The card paid a bonus of $150 cash back after $1,500 of purchases. I hit that target in the first billing cycle. A $150 bonus alone isn't enough to interest me in opening a new card- from my other posts on this tag you'll see that I routinely net $600, $800, or more in the first year of a new card- but when combined with the other benefits it was enough to make it worth opening.
4) Another bank.
This may sound like a weird reason, but it's from another bank. All my other cards are with the big credit-card issuing banks: Chase, American Express, and Citibank. Having cards from multiple issuers is important when one travels a lot because if a bank thinks fraud is occurring on one it may freeze all accounts it issues. Having cards from multiple banks gives me more alternatives while I'm trying to unstick the situation should such a thing happen.

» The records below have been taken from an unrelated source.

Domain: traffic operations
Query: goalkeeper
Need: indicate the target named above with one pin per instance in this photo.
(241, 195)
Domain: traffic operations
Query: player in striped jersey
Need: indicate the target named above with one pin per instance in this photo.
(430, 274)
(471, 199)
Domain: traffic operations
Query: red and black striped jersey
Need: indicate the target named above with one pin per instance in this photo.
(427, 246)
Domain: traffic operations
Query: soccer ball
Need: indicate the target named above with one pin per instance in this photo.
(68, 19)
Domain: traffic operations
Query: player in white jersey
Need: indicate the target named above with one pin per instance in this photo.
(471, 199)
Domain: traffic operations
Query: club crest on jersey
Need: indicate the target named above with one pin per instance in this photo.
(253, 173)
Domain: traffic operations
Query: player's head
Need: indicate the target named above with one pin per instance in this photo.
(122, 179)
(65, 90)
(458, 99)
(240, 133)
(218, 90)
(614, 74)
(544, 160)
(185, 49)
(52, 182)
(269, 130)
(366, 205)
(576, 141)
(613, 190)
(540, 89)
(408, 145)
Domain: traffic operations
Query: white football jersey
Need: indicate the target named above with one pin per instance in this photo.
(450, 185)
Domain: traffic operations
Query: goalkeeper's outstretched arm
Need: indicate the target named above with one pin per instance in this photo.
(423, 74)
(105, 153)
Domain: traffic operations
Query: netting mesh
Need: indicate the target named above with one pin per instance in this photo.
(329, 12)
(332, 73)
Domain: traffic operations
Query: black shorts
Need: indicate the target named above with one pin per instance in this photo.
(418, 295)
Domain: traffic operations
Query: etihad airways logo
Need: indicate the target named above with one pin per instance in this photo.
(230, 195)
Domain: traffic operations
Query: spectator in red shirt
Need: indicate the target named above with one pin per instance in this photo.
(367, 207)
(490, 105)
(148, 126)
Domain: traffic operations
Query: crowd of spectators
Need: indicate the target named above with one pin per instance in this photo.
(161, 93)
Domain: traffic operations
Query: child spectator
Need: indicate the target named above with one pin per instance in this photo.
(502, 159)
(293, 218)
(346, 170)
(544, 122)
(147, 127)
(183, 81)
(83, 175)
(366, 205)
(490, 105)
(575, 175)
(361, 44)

Okay, So What's the Score?
That's a simple question. This card's 2% cashback is the baseline I compare all other cards against. The net win is that $150 signup bonus.
I charged over $16,000 on this card in the past 12 months. For a card that's supposed to be my baseline comparison, the card I use if I literally don't have anything better, that's a lot. The reason it's a lot is a one-two punch of factors. One, the credit card game has been slowing down, as I've written several times. I've only opened one other card in the 12 months since opening this card. Two, because the still-ongoing pandemic has curtailed much of my travel I'm not spending much in the airline and hotel categories- the categories those affinity cards pay multiple points per dollar on. With my one other new card this past year I charged enough to meet its $4,000 signup bonus target and went back to putting most of my charges on this 2% cashback card.